#JCEJ 活動日記

日本ジャーナリスト教育センター(Japan Center of Education for Journalists)の活動を紹介しています!

大事なのは「理解できない人を理解するための想像力」大学生が学んだプロの技

日本ジャーナリスト教育センター(JCEJ)が10月21日に開催したライティングワークショップの様子を、神奈川大学の近藤恵子さんにレポートして頂きました。
【概要はこちらから】

今回、JCEJさんが開催するワークショップに初めて参加させていただきました。私は昔からジャーナリスト業・ライター業に興味があり、取材し記事を書いて、新聞や雑誌を媒体に発信している団体を記事のジャンル問わず探していました。探していく中で「大槌みらい新聞」を発行しているJCEJさんに行き当たり、メッセージを通じて今回のワークショップに参加させていただきました。このような形のワークショップに参加するのは初めてで、とても緊張しましたが、総じてとても貴重な経験をすることが出来ました。拙い文章ですが、今回のワークショップの感想を書かせていただきたいと思います。


全体を通して一番驚いたのは、最後にやった「大槌みらい新聞の記事を三つの雑誌風に書き換える」という作業で、皆さんがあんな短時間で雑誌編集者の立場になり切ったということです。

このような経験が初めての私はとにかくその雑誌の特徴を掴むのに必死で、実際に書き換えるまでに行き着きませんでした。私はプロのジャーナリストの方に出会ったのも今回が初めてで、うまく言えないのですが、皆さんのようなプロの方は「変換する作業」を「変換する」という心持ちでやっていないのかなと思いました。
藤代さんが繰り返し「頭が柔らかくないと出来ない」とおっしゃっていて、それは「頭で考えるけれども頭で考えない」ということかも知れないと漠然と感じました。当たり前のことですが、思考の組み立て方というかプロセスが素人とは全く違うという印象を受けました。

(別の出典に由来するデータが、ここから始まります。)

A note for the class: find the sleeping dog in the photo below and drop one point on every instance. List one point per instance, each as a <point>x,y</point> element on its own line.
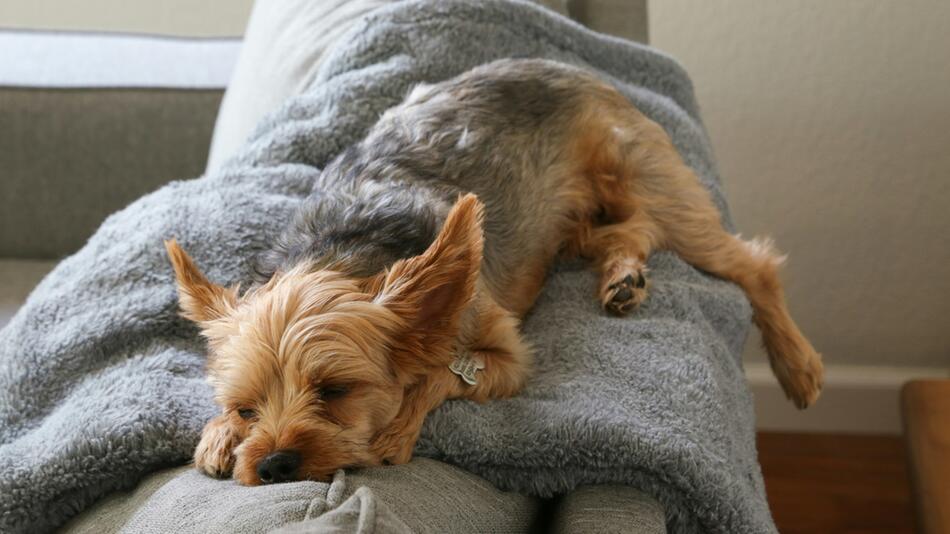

あと、細かいことですが皆さんの話を聞いていて個人的に感動したのが「メンズナックルは地方読者が多そう」という意見と「ナンバーの「。」で終わる形は「モーニング娘。」みたいなことですね」という意見です。何故感動したかというと、「地方読者が多そう」「「モーニング娘。」ということ」の一言で全てが伝わったと感じたからです。
「何故メンズナックルは地方読者が多そうだと感じるのか」ということを緻密に言語化してしまうと何となく風化してしまうような気もします。これらのことから私が思ったのは、僭越ながらこういう職業には客観的分析が何より大事にも関わらずそれ以上に洗練された勘が大事ということです。それは先ほど書いた「頭で考えるけれども頭で考えない」ということに繋がっていて、きっとその能力は経験しなければ養えないものだと感じました。フィーリングの話をしているのに確かな客観性があるということは圧倒的なプロフェッショナルであり、鋭い客観的視点と斬新な主観が皆さんの中でどう組み立てられているのかが私からは全く想像もつきません。

最後に、とても深いと思った言葉について。「世の中にそういう人もいるんだということを想像出来なければこの仕事は出来ない」という言葉に心打たれました。ある意味常識という枠を取っ払わないといけないが、もちろん常識的・一般的視点もないといけない。大事なのは想像力。けれどもおそらくそれは「漠然と予想する」ということではないと思いました。
「そういう人がいるということを想像しなければいけない」というのは、「自分では全くその人を理解出来ない」という状態から「そういう人もいるんだと想像し理解する」という状態に帰着するということだと思います。でも、帰着するまでのプロセスは一体どういうものなのでしょうか。私なりに、それは「漠然と予想する」ということではなく、妙な言い方ですが「理解出来ない人」の思考や感覚に自分の感覚神経が通るということなのかなと思いました。

今回は貴重な勉強をさせていただき、本当にありがとうございました。内容とは関係ないのですが、私は学生なので社会に出て働くということがどういうことなのかわかっていません。ですが今回ワークショップに参加させていただき、意見を出し合う中で皆さんは自分の言っていることにきちんと裏付けされた自信がある上で発言されているのだなと思い、社会人とはこういうことなのかと学びました。今回のことをきっかけに、もっとこれから社会人の方と関わっていこうと思いました。同時にもっと本を読んで知識をつけ、また外に出て行って視野を広げようと思います。またこういった機会があればJCEJさんのワークショップにも参加させていただきたいです。今回は本当にお世話になりました。また今後ともよろしくお願いします。